The European Union (EU) joins the United States of America, the People’s Republic of China, and other non-EU nations in its further clarification of how crypto will be treated and considered within their markets. At the moment, we have observed mid-level regulation on digital assets and virtual asset service providers (VASP) from individual states such as Germany, France, Spain, and Luxemburg among others. Largely, this region has been following the standards established by the 5th Anti Money Laundering Directive (5AMLD) introduced to clarify the meaning of a cryptocurrency — a digital representation of value that can be digitally transferred, stored, or traded and is accepted… as a medium of exchange — or the requirements to avoid money laundering and financial support to terrorist activities, therefore, having a vague set of regional rules being used as the foundation for each nation’s financial regulator to handle crypto activities as they see fit, leaving a gap in between nation members of the bloc spanning from taxes to VASP registration requirements.

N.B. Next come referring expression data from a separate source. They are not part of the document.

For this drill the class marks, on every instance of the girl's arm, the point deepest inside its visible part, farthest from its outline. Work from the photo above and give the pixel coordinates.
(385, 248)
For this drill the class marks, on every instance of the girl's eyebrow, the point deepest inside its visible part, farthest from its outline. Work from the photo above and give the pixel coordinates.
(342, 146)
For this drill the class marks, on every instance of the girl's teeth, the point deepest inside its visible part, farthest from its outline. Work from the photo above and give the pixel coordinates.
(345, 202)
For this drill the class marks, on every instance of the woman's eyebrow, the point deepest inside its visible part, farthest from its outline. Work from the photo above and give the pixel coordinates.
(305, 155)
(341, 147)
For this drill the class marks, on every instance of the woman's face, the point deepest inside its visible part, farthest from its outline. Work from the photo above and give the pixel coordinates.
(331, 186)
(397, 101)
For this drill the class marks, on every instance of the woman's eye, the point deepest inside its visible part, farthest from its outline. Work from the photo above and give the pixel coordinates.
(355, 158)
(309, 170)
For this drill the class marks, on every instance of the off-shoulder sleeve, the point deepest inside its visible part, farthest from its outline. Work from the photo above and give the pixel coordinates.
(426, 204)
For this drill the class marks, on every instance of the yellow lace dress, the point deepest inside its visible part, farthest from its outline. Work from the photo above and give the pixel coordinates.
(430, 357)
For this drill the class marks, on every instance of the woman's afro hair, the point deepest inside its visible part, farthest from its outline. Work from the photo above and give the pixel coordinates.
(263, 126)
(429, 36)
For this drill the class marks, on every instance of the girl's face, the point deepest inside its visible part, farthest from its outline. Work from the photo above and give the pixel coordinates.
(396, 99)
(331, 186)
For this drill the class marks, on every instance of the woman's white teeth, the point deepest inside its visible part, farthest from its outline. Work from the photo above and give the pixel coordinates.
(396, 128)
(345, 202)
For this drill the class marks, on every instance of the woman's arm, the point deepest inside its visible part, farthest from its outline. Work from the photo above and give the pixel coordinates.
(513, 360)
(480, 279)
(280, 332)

Another important factor to note is the significant input and relevance, not only for the current management of the “crypto issue” within Europe but also to the MiCA bill, emanating from the Financial Action Task Force (FATF) guidelines regarding what determines an organization as a VASP or the widely discussed FATF “Travel Rule.”
At the moment, and until the bill is effectively passed, there are and will be two clear doubts that will dominate discussions, first, will this bill leave the EU behind the rest of the world when it comes to regulation over what could be the future of the financial services markets? And second, is this the final missing piece of the puzzle to achieve important institutional involvement in the digital asset and cryptocurrency ecosystem?
Thank you for joining us and reading “Crypto’s Last Week.”